Page 13 of The Breakup Broker

The request coiled around my ribs, squeezing the air from my lungs. He was right—he never asked for anything, not even when they’d moved him here. While my father demanded the world reshape itself to his will, James Morrison accepted life’s changes with quiet grace.

“I’ll see you soon, Grandpa.”

Outside, the October sun painted Manhattan in shades of gold, but I could only see the storm in Savvy’s eyes when she’d delivered Caroline’s goodbye. My phone buzzed again—probably my father, demanding an update. Instead of answering, I pulled up a different contact and dialed.

“Mason? I need a favor, off the books.”

The line crackled momentarily before Mason’s steady, deep voice answered. “The last time you asked for an off-the-books favor was that mess in the Caymans.”

The Caymans. My jaw tightened at the memory. A too-loud night, too much bourbon, and the reckless spiral that ended in a holding cell. I’d thought I could drink Savvy out of my system and drown her memory in liquor and poordecisions, but it had been impossible. She clung to the corners of my mind, untouchable and relentless, even as I tried to lose myself in the haze.

Mason had been the one to pull me out of it—literally. He’d dragged me from the mess I’d made before it hit the papers, but not before delivering a scathing assessment of my character.

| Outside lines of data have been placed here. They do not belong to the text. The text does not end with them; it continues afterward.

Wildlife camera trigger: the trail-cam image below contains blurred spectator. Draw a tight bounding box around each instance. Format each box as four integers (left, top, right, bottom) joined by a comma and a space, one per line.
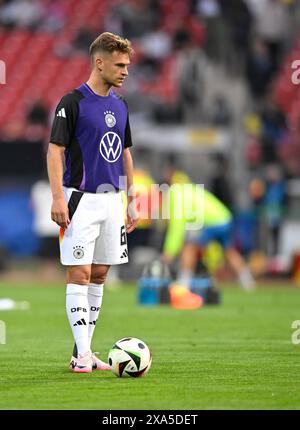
263, 165, 286, 257
174, 28, 207, 124
261, 99, 287, 163
211, 95, 233, 126
105, 0, 160, 40
219, 0, 253, 72
194, 0, 226, 61
211, 152, 234, 210
251, 0, 292, 73
72, 27, 97, 55
0, 0, 43, 29
39, 0, 66, 33
246, 38, 273, 102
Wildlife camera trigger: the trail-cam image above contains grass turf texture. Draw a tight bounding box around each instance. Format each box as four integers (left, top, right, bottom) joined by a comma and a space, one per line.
0, 284, 300, 410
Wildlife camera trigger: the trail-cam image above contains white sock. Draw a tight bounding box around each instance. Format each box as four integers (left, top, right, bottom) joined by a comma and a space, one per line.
88, 284, 104, 349
66, 284, 90, 354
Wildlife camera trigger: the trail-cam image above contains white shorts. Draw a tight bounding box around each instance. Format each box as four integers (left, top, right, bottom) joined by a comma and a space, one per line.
59, 188, 128, 266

He hadn’t minced words. “This isn’t you, Henry,” he’d said. “At least, it didn’t used to be.”

“I need you to find someone for me,” I said, forcing the words past the tightness in my chest. “Savannah Honeysucker.”

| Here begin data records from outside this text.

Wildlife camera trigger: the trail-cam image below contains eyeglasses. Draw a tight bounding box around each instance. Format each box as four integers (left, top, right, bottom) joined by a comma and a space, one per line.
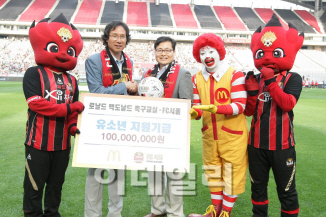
109, 35, 126, 41
155, 49, 173, 54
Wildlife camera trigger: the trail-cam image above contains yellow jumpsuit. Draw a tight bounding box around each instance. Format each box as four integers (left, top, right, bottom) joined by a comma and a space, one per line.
196, 67, 248, 195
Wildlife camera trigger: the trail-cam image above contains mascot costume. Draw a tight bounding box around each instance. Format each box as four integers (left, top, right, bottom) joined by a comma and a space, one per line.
245, 14, 304, 217
23, 14, 84, 217
189, 33, 248, 217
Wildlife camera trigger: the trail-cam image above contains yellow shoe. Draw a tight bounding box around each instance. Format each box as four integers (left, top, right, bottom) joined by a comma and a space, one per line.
188, 204, 222, 217
219, 209, 231, 217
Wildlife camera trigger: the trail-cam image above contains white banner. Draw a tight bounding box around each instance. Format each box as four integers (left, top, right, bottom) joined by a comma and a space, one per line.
72, 93, 191, 172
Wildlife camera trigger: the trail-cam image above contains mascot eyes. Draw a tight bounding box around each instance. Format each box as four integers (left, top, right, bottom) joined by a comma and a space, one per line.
67, 47, 76, 57
255, 49, 265, 59
273, 48, 285, 58
46, 42, 59, 53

A sharp intake of breath sounded on the other end of the line. “Jesus, Henry. Your father?—”

“That’s why this stays between us.”

There was a pause, one that seemed heavier than it should have. Mason wasn’t a man who hesitated often. His answer came, steady and sure. “Give me an hour.”

CHAPTER SIX

Savvy

Like my professional composure, the lock on The Paper Crane’s bathroom had seen better days—scratched, tarnished, and barely holding it together. I pressed my forehead against the cool tile wall, counting breaths like Mom taught me when the world got too big. In through the nose, out through the mouth. Repeat until the room stops spinning.

Years of constructed walls were demolished by one pair of blue eyes.

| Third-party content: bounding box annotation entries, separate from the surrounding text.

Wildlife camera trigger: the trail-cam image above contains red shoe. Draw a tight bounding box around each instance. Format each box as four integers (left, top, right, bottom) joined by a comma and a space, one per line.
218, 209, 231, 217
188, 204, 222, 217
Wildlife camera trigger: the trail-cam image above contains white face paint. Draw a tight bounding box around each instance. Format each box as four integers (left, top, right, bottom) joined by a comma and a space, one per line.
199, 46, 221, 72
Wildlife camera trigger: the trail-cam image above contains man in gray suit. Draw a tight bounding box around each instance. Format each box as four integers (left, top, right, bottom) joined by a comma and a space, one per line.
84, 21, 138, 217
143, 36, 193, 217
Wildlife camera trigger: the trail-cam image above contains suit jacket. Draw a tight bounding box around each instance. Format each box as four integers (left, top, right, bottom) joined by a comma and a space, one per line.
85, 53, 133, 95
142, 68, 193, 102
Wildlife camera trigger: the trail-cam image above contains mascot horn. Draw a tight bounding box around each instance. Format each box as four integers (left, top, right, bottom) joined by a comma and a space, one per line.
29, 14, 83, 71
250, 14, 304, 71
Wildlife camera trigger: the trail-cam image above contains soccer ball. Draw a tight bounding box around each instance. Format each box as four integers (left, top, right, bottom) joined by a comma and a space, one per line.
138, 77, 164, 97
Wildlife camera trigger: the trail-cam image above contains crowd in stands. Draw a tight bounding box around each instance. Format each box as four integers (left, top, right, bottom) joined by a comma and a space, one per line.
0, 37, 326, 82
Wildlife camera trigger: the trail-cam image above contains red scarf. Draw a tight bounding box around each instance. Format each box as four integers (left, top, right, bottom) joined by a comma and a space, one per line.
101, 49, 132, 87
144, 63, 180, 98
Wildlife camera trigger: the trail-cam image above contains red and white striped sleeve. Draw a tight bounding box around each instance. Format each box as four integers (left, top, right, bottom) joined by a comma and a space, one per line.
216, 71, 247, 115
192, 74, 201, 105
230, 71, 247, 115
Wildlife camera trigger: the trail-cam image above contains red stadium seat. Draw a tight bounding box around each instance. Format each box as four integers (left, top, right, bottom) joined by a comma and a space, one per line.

The fluorescent light overhead hummed faintly, the only sound piercing the silence. Time dragged—thirty minutes? Sixty? Over an hour. I couldn’t tell. My phone sat untouched in my bag, notifications piling up. I didn’t dare look. What would I even say?

I leaned back against the wall, knees tucked to my chest, letting the chill of the tile seep through my clothes. Breathe, Savvy.

The door rattled.

“Open up, it’s us.” Ivy’s voice carried that edge she reserved for wedding-day meltdowns and mascara emergencies.

My hands shook as I lifted and flipped the lock. Ivy burst in first, a whirlwind of honey-blonde hair and concern, with Maddy behind her, pulling emergency tissues from her bag.

“What happened?” Maddy’s question carried the weight of five years of avoided conversations.

“Henry.” His name made my throat close. “My mark was Henry.”

“Seriously, Savvy,” Maddy said. “Henry … as in?—”

“As in, why I’m hiding in a bathroom instead of finishing a job? Yes.” I slid back down to the floor, my legs refusing to hold me up any longer. “Caroline hired me to break up with him.”

“Caroline who?” Maddy sat beside me, her shoulder pressed against mine. The familiar scent of her shampoo—the same Japanese cherry blossom she’d used since high school—wrapped around me like a security blanket.

“His girlfriend. Well, almost fiancée." I laughed, the sound closer to a sob. “He had a ring.”

“Oh, honey.” Ivy crouched in front of me, her face a mirror of that night five years ago when she’d found me crying on the bookstore floor. She’d stayed with me until sunrise. Then, we both curled up in the window seat while I waited for texts that never came.

“Tell us everything.” Maddy’s arm slid around my shoulders, pulling me closer. We’d perfected this formation years ago—me in the middle, Maddy solid and steady on one side, Ivy fierce and protective on the other. Through first heartbreaks and college finals, failed business plansand rebuilt dreams, this was our default setting. We were an unbreakable trio.

“I walked in, and he was ... there.” The words tumbled out between shaky breaths. “Sitting at my usual table, looking exactly the same but completely different.”

“Different, how?” Ivy’s hand found mine, her fingers cool against my palm.